The market seems to be adapting to the relentless onslaught of negative news. Last week, the price of Bitcoin continued to decline, but the decline was not too severe at around 2.98% for the week. This was because the consumer and producer price indices (CPI, PPI), which were a source of concern, came in below market expectations.
At the beginning of the week, Bitcoin started at around $70,000. The mood was not very good. After former U.S. President Donald Trump hinted at a recession in an interview, prices of risky assets fell across the board. As Bitcoin and Ethereum prices plummeted, around $1 billion in derivatives positions were liquidated.
On the on-chain data front, the movement of miners was noteworthy. As the Bitcoin price briefly fell to around $77,000, miners started selling their holdings. Typically, miner sales start when a downward price trend becomes clear.
The rebound began from the 12th, when the CPI data was due to be released. The U.S. February CPI came in at 2.8% on a headline basis, 0.2%p lower than the previous month and 0.1%p below Wall Street expectations.
Notably, the core CPI, which had risen 0.76% in January, rose only 0.22% in February, as airfares fell by around 4%. The rest of the items, both services and goods, showed relatively solid performance.
The PPI data released on the 13th also came in 0.1%p below Wall Street expectations, driving the Bitcoin rebound. PPI was 3.2%, 0.5%p lower than in January, with the services component declining but the goods component remaining solid.
The two main concerns currently dominating the market are a potential U.S. recession and rising inflation due to the U.S. trade war. The decline in service-related PPI reflects weakening consumption and a potential recession, while the solid goods-related producer prices can be interpreted as the negative impact of the trade war.
Michigan 1-year Inflation Expectation at 4.9%... Prices Rebound
The turning point for prices was the Michigan inflation expectation data released on the 15th. Last month, the 1-year inflation expectation was 4.3%, which was an unexpected negative factor for the market. This month, it worsened to 4.9%.
This shows that the market is nervously watching the economic policies of the Trump administration. The consumer sentiment index released at the same time hit its lowest level since November 2022.
However, it is encouraging that the market did not see a significant decline despite the deterioration of these indicators. This can be interpreted as a signal that the market is adapting to the uncertainty caused by the Trump administration's tariff policies. On the day, prices of Bitcoin and Nasdaq stocks briefly fell with the release of the indicators, but then rebounded strongly.
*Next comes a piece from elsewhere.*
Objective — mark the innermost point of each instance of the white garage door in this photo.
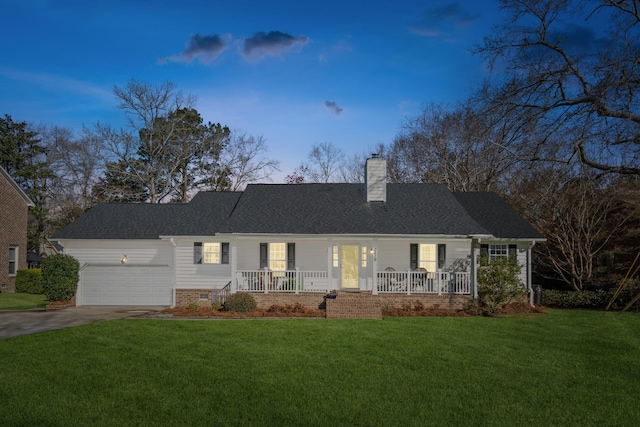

In contrast to the anxious investors, there was no shortage of positive news across the industry this week. In particular, there were many investment news related to Binance. The Abu Dhabi sovereign wealth fund MGX invested $2 billion in the Binance exchange using stablecoins.
According to the Wall Street Journal, the Trump family is reportedly eyeing the acquisition of Binance US, the current U.S. trading platform of Binance. The Trump family recently almost 'sold out' the token sale of their DeFi coin World Liberty Financial (WLFI), and if they use the funds to acquire the Binance exchange, it could be seen as the Trump family strongly intervening in the cryptocurrency industry. Of course, Binance's former CEO Changpeng Zhao (CZ) strongly denied the Wall Street Journal's report.
Watch for GDPnow Revision on the 19th and the FOMC Meeting on the 20th
This week also has a series of major macroeconomic issues. On the 19th (Wed) at noon, the Bank of Japan, and on the 20th (Thu) early morning, the U.S. Federal Reserve's Federal Open Market Committee (FOMC) will hold a meeting and decide on the benchmark interest rate. If Japanese interest rates rise and U.S. interest rates fall, an unwinding of the yen carry trade could occur.
At 9:30 pm on the 17th (Mon), U.S. retail sales data, which can gauge the possibility of a U.S. recession, will be released. Additionally, the GDPnow data from the Atlanta Fed, to be released in the early morning of the 19th (Wed), also needs to be closely watched.
The Atlanta Fed's GDPnow recently recorded a somewhat shocking figure of -2.4%, but subsequent data is expected to show that this was due to a sudden surge in U.S. gold imports in January, and after adjustments, the figure could improve to around 0.4%. I wish all readers successful investments this week.